A snowy little surprise arrived in Western New York, damaging a few trees and flowering plants. This is not a shock. We almost always see snow in April and May, and sometimes the storms are significant.
We were fortunate. If the winds had pushed the storm a bit north and all the wet snow had fallen on Buffalo and the suburbs, or if the temperatures had dropped enough to create an icy glaze over everything, it could have been a big problem.
Were our landscapes ready? Do we have the right kind of landscaping?
Snow and freezing temperatures in September and October, or April and May, are not unusual and, with weather patterns changing, could become more severe at times. We should prepare our landscapes.
Those who follow good horticultural practices already are prepared for many meteorological swings. Well-tended, site-appropriate plants in good soil always survive best. But for extreme conditions, there is more to do.
>Storm-ready trees: Trees are both victims and troublemakers during storms. Western New Yorkers remember the trees lost and the property damaged after the October Surprise Storm of 2006. But some professional arborists weren't so surprised at the damage. As arborist/educator Tom Draves put it: "You could have walked around any neighborhood and predicted exactly which trees would drop limbs or crack or fall over in a bad storm. Good arboriculture could have prevented a lot of it."
Homeowners typically put more money and time into their lawns and flower gardens than they spend on their huge, old trees. As the arborist pointed out, while extreme weather could take down any tree, the trees that are cared for perform the best in most situations.
If we own old trees, we cut our risks if we have weak limbs removed or braced, if we lighten canopies and if we take out unhealthy trees that will inevitably fall. We should care for aging trees -- proper watering, mulching, soil care and preventing damage to their root systems. We can insist on correct pruning and removing branch stubs to avoid decay. A healthy tree is a storm-ready tree.
If you are choosing trees, or deciding which "free" trees to keep around your property, you are also determining what can happen in future storms. Do not plant any tree close to the house if it is going to grow taller than the roofline. Even small (less than 20-foot) trees should be placed where their branch tips won't rub on the house, unless you hire professionals to prune them regularly.
Trees cool our homes in summer and provide shade over our decks and patios, but plan for the mature tree size and allow the outermost branches to provide that shade. A huge tree canopy directly over the house, with the trunk 6 feet from the foundation, is just a bad plan.

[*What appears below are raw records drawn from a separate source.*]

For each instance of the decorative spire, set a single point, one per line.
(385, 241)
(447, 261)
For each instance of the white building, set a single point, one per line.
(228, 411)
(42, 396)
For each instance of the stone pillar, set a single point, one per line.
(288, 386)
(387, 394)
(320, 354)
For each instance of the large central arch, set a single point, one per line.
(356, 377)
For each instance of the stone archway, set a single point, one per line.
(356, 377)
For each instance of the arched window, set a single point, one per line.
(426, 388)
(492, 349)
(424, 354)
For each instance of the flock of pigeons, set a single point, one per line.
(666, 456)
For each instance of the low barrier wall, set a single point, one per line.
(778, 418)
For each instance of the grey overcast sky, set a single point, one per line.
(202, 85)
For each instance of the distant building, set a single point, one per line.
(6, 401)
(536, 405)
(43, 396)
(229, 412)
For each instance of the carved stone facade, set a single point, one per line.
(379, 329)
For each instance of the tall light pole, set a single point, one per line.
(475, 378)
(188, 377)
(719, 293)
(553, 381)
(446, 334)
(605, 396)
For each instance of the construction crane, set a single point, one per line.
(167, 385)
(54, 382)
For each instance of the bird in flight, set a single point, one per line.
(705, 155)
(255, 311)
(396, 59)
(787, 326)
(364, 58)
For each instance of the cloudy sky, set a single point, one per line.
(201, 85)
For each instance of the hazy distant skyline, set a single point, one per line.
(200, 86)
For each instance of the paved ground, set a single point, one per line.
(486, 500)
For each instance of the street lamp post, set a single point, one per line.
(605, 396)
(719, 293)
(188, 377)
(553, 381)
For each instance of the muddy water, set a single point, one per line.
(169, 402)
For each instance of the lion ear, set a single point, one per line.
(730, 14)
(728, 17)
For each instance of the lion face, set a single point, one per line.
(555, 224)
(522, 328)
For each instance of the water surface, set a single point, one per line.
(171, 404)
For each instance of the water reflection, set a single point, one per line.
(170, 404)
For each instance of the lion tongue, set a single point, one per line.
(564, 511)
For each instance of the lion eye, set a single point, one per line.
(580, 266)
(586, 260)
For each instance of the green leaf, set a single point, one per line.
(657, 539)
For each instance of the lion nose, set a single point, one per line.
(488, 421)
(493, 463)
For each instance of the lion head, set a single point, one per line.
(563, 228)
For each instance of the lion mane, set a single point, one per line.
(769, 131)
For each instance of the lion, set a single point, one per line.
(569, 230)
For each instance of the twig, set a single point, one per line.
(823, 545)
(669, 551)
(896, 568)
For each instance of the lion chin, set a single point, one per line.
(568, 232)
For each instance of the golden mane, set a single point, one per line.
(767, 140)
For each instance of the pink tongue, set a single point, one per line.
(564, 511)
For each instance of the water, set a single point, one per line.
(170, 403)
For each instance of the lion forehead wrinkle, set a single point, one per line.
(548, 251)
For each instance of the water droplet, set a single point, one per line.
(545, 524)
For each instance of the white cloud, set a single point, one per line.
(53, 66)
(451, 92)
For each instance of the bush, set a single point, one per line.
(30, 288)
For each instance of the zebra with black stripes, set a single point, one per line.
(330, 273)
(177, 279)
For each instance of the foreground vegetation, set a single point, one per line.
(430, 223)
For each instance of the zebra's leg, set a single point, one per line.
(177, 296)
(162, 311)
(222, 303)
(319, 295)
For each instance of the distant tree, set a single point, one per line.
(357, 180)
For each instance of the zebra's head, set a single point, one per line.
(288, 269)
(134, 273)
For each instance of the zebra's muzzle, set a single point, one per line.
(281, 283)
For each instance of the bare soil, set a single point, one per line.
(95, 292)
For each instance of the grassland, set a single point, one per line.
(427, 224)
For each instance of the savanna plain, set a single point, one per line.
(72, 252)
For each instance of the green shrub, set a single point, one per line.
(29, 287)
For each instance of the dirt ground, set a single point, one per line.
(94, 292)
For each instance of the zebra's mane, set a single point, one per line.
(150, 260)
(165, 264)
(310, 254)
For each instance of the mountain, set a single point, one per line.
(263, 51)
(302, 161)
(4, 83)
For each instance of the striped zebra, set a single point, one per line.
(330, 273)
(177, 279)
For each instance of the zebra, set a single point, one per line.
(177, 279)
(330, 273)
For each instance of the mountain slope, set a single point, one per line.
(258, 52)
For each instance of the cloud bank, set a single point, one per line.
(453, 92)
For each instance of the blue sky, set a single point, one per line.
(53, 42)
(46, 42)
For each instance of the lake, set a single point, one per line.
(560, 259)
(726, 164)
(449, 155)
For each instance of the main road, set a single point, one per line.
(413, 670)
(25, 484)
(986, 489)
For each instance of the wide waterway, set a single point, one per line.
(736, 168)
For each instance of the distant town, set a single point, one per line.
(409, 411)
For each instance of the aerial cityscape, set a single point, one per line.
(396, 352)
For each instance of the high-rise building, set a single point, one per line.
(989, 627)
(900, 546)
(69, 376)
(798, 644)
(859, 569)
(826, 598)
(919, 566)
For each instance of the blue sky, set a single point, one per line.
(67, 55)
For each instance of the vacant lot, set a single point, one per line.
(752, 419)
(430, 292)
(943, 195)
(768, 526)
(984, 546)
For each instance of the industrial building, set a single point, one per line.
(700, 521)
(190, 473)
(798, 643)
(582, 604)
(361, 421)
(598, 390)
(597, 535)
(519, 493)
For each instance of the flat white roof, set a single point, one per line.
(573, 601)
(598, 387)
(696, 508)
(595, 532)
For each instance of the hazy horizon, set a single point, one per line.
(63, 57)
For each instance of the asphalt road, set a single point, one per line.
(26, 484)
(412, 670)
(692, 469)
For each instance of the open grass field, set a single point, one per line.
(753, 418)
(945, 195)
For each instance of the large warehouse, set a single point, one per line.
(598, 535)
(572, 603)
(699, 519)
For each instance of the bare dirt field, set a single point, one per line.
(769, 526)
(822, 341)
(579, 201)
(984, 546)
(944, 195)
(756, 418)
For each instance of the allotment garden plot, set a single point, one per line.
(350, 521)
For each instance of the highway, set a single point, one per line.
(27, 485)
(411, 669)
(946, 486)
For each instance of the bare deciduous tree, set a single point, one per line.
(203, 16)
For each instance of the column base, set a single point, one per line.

Trees on the west side of the house -- where it's hit by the hot afternoon sun -- are especially helpful for shade, but are also most likely to drop branches or fall onto the house in a windstorm. So place shade trees at a distance and select the species carefully.
Some trees are innately better home landscape trees than others. Stay away from trees that are weak-wooded, that break easily and drop branches, including the ubiquitous silver maple, Siberian and Chinese elms, and some willows.
Any tree with narrow, V-shaped branch crotches (where cracks develop) is a poor bet. When you are choosing trees, look for U-shaped junctures or wide angles, where branches meet the trunk or large branches meet another branch. The U-shape or a wide branch angle signals a stronger attachment to the tree. Your tree choice and placement in relation to the house are two of the most important landscape decisions you can make.
>Flowers in the snow: Timing is everything when it comes to flowering plants. Some of the prettiest ornamental shrubs and small trees -- magnolias, cherries, flowering quince -- blossom just in time for a windstorm, pounding rain or wet snow. Three weeks ago we saw some magnolia flowers turn from pink to brown overnight; this week, more flowering shrubs lost their annual moment of glory. If the freeze didn't get them, the snow and rain did.
Many daffodils also turned to mush or bowed their flower faces down as if in despair after one of the weather events. Clearly some weather extremes damaged fruit crops this season.
So if we know these patterns, what can we do differently?
*Diversify -- always a good thing. Rather than landscape with a row of flowering plums or magnolias (or any one specimen), choose a variety of plants with different bloom (and risk) times.
*Place at-risk landscape plants in sheltered locations and have a weather survival plan. Even if our region has been reassigned a new zone hardiness number (Zone 6a instead of 5), remember the wild extremes. True hardiness isn't just about the lowest winter temperature, but about wind and heavy snow and rapid temperature changes.
Place the redbud, Japanese pieris or Carolina silverbell in a wind-free location on the east side of the house.
*Plant late-blooming bulbs of every species, if you can find them, or at least several varieties of daffodils, tulips and others. My single-cup (poet's) narcissus went brown, while my King Alfred daffodils held firm and looked wonderful for three weeks. Late blooming tulips and camassia haven't even shown up yet and missed the whole thing.
*Keep covers available to protect selected plants or whole gardens at both ends of the growing season. Your storm emergency kit should include baskets, tarps and clothespins or clamps, including large sheets for a vulnerable vegetable or flower garden.
If weather becomes more severe in the years ahead, we will make more radical decisions about where and what we plant. For now, some "just-in-case" landscaping choices can prevent many disappointments.
Sally Cunningham is a garden writer, lecturer and consultant.